Hoje a legislação brasileira permite
apenas que pessoas físicas sejam punidas por corrupção, mesmo que tenham agido
em benefício de uma empresa. A punição para a empresa restringe-se à inserção
de seu nome no cadastro de empresas inidôneas, que impede que elas participem
de licitações e contratem com o setor público por um determinado período.
Chamado de "PL anticorrupção", o projeto vai além da declaração de
inidoneidade. Ele aumenta as possibilidades de punição de empresas por
corrupção ao prever a aplicação de multas de 0,1% a 20% de seu faturamento
bruto, a proibição de contraírem empréstimos em bancos públicos, a rescisão de
contratos com os governos e até mesmo a suspensão de suas atividades.
O projeto foi elaborado pelo
Executivo em 2010 para garantir que o Brasil cumpra dispositivos previstos em
convenções internacionais de combate à corrupção dos quais é signatário - como
a convenção da Organização para Cooperação e Desenvolvimento Econômico (OCDE),
ratificada em 2000. A proposta também veio na esteira da Operação Castelo de
Areia, deflagrada pela Polícia Federal em 2009 para investigar indícios de
crimes de lavagem de dinheiro, evasão de divisas, corrupção e financiamento
ilegal de campanhas eleitorais supostamente cometidos pelo comando da
construtora Camargo Corrêa.
De acordo com o advogado Bruno Maeda,
sócio do escritório Trench, Rossi e Watanabe e um dos coordenadores do comitê
anticorrupção e compliance do Instituto Brasileiro de Direito Empresarial
(Ibrademp), dos países que assinaram a convenção apenas Brasil, Argentina e
Irlanda ainda não aprovaram leis que possibilitem a punição de empresas.

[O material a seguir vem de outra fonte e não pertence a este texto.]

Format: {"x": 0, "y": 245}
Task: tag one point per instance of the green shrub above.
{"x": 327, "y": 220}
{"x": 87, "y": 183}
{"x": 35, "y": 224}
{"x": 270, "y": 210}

"A corrupção é um câncer social, é o mal do século", diz o advogado Leonardo
Machado, do escritório Machado, Meyer Advogados, que também acompanha o
projeto. "Estamos com a faca e o queijo na mão para aprová-lo."
Na comissão especial, o substitutivo
ao PL 6.826 recebeu diversas emendas, muitas delas derrubando a previsão de
responsabilidade objetiva das empresas. As emendas foram recusadas pelo
relator, e agora o projeto corre o risco de ser levado ao plenário da Câmara -
para isso basta o requerimento de 52 deputados (10% da Câmara). Uma vez no
plenário, a proposta pode ser alvo de diversas manobras para obstruir sua votação.
"Não é uma questão de bancada e nem de base aliada", afirma o
deputado Carlos Zarattini, para quem há "interesses econômicos muito
fortes que prevalecem nesses momentos". "Inúmeras empresas enviam à
comissão a informação de que estão descontentes com o projeto."
Para evitar que a proposta vá ao
plenário e perca a condição de prioritário que possui hoje, Zarattini está em
negociações com os deputados que fazem parte da comissão. Ele diz que pediu aos
parlamentares que apresentem suas propostas para que o projeto possa ser
votado, ainda que com algumas concessões. O relator acredita que o momento
político é favorável - mesmo que não seja possível punir eventuais empresas
apontadas pela Comissão Parlamentar Mista de Inquérito (CPMI) que investiga as
relações de agentes públicos e privados com o esquema de exploração ilegal de
jogos de azar de Carlos Augusto Ramos, o Carlinhos Cachoeira, já que os fatos
em investigação são anteriores à lei.